It was New Year’s Eve, and 2012 was about to become 2013.
Betty was amongst revelers when she headed outside to get some fresh air. Naturally cold, she wrapped her arms around herself for warmth. It was then that she first felt something in her breast – a lump that wasn’t there days prior.
She had had lumps before and recently breastfed a young daughter, so she didn’t think too much of it at the time.
“I was only 34 years old,” Betty said. “I was trying so hard to convince myself that it was something else, but it was hard and had grown to the size of a cherry.”
She made an appointment with her family physician, who referred her to Dr. Stephen Cahill, a breast surgeon at McLaren Macomb.
Dr. Cahill immediately biopsied the lump and quickly determined what Betty had feared. She had stage 2 breast cancer.
“I was only 34 years old. I was trying so hard to convince myself that it was something else, but it was hard and had grown to the size of a cherry. My worst fear was leaving my kids. That really kept me going.”
“I always did monthly checks,” she said, “and didn’t think it could be something like this.”
After a lumpectomy from Dr. Cahill, Betty began treatment that consisted of 38 rounds of radiation and eight rounds of chemotherapy.

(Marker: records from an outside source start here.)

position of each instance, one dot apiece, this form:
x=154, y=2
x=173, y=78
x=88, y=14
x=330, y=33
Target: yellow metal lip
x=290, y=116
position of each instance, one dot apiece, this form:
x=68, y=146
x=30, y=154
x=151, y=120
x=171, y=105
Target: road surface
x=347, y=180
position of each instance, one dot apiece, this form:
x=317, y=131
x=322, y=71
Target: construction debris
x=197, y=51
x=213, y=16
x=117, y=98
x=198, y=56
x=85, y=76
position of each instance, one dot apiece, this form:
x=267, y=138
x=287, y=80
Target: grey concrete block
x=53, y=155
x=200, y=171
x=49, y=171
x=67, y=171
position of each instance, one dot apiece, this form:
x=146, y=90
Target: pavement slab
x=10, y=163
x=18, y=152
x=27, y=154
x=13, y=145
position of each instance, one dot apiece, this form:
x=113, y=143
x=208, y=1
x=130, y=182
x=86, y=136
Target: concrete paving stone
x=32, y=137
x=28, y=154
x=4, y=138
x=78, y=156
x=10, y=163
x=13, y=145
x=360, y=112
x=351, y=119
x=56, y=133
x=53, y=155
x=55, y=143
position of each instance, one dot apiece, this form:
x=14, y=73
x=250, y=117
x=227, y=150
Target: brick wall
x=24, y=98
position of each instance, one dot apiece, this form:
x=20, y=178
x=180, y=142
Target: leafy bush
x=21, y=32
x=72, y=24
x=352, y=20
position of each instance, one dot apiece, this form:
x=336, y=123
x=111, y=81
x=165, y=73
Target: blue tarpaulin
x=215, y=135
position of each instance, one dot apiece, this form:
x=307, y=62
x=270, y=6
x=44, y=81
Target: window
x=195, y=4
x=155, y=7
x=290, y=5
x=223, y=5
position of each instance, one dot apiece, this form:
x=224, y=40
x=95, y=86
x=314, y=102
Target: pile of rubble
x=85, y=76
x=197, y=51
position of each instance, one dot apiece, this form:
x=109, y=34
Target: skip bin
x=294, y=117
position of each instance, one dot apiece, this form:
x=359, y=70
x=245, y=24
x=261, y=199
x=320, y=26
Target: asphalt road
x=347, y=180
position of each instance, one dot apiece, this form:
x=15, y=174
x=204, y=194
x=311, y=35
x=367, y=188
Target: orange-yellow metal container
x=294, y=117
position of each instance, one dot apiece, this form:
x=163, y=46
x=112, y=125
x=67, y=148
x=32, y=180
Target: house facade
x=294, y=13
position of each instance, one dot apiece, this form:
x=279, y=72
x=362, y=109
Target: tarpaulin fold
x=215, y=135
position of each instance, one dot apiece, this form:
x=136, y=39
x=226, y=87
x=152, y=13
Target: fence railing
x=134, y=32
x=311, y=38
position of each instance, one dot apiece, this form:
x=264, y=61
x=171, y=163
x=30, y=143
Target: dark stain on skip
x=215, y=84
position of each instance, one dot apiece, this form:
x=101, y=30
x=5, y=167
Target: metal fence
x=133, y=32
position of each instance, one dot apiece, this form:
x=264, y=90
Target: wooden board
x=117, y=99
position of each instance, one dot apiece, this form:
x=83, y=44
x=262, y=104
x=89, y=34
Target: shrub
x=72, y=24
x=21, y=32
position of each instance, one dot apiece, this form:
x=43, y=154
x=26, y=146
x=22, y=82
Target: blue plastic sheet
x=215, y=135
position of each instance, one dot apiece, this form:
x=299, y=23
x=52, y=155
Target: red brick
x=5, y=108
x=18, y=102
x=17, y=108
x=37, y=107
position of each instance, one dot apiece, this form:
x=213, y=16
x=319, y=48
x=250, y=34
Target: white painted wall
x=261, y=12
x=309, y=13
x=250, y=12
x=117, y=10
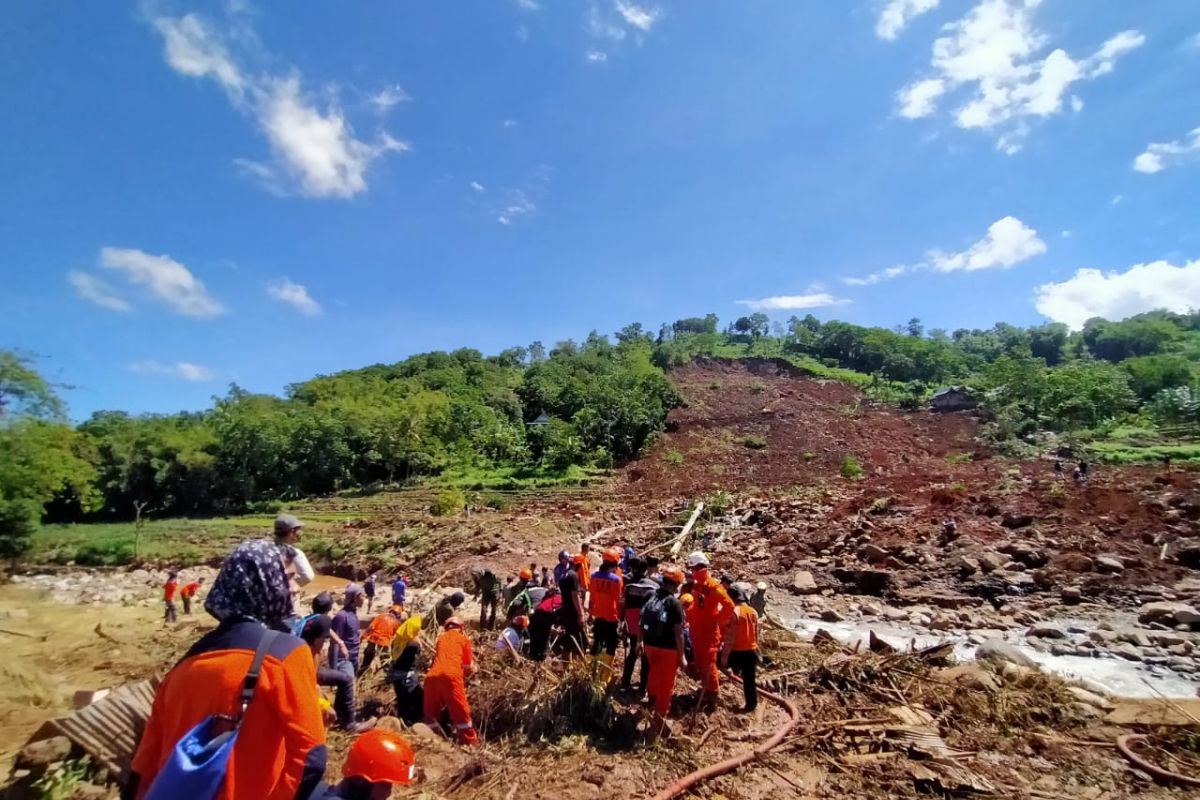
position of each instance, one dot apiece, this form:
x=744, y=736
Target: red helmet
x=379, y=757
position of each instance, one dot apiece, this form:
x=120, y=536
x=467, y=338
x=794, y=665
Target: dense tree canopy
x=595, y=403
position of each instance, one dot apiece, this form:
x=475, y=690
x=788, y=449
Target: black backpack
x=654, y=619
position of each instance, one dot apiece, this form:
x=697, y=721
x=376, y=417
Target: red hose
x=730, y=764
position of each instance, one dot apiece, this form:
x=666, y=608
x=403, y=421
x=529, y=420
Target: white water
x=1113, y=674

But about a year after her diagnosis, she was wrapping up her treatment. She had just had her port removed when she noticed a sharp pain near her lumpectomy incision site. She mentioned this to her oncologist.
“I felt this pain, and he gave me an examination right there,” she said. “And then he pulled me in for a hug and said, ‘I think you should see Dr. Cahill.’”
Dr. Cahill confirmed what oncologist Dr. Arthur Frazier had suspected. The cancer had returned.
Betty would now have to go through six months of intense chemo. Her first thoughts moved to her kids. The single mother of two young children, Betty could never imagine leaving her kids. She would do anything she had to.
“My worst fear was leaving my kids,” she said. “That really kept me going.”
Thanks to the generosity and support of very close friends (who Betty considers family), Betty was able to focus and concentrate on her treatment.
Although very intense, she came out of it with a clean bill of health and an enhanced perspective.
“I felt amazing, and I felt more alive than ever before,” she said. “I actually felt blessed with this whole thing because I see life in a whole new way.
“I feel the air, I feel the sun. I hug and I kiss and I love.”
Her new outlook brought her to BRAvo and “Dancing With Our Doc,” which she agreed to do without question.
She is paired with Dr. Kevin Klein, a family medicine physician with McLaren Macomb, who has had his own experiences with cancer, in both his personal and professional lives.
His maternal grandmother passed away from pancreatic cancer in less than six months after she was first diagnosed, and he also lost his paternal grandfather after a difficult battle with esophageal cancer. He also watched his paternal grandmother successfully go through treatment for cervical cancer and live a long life.
He’s also treated many patients over the years who he’s had to break the news to that they have cancer.
“That’s always the toughest part of being a physician,” he said. “It’s always tough on how to tell them and how they might react to it. You still absorb it.
“Some of these patients you’ve been seeing for a lifetime. Your job is to offer hope, and you see them through this.”
Dr. Klein, after some friendly cajoling from his office manager, agreed to dance at BRAvo.
With his experience extending to once doing a jitter bug at a coffee shop in medical school, he said, “I did it once, I could do it again.”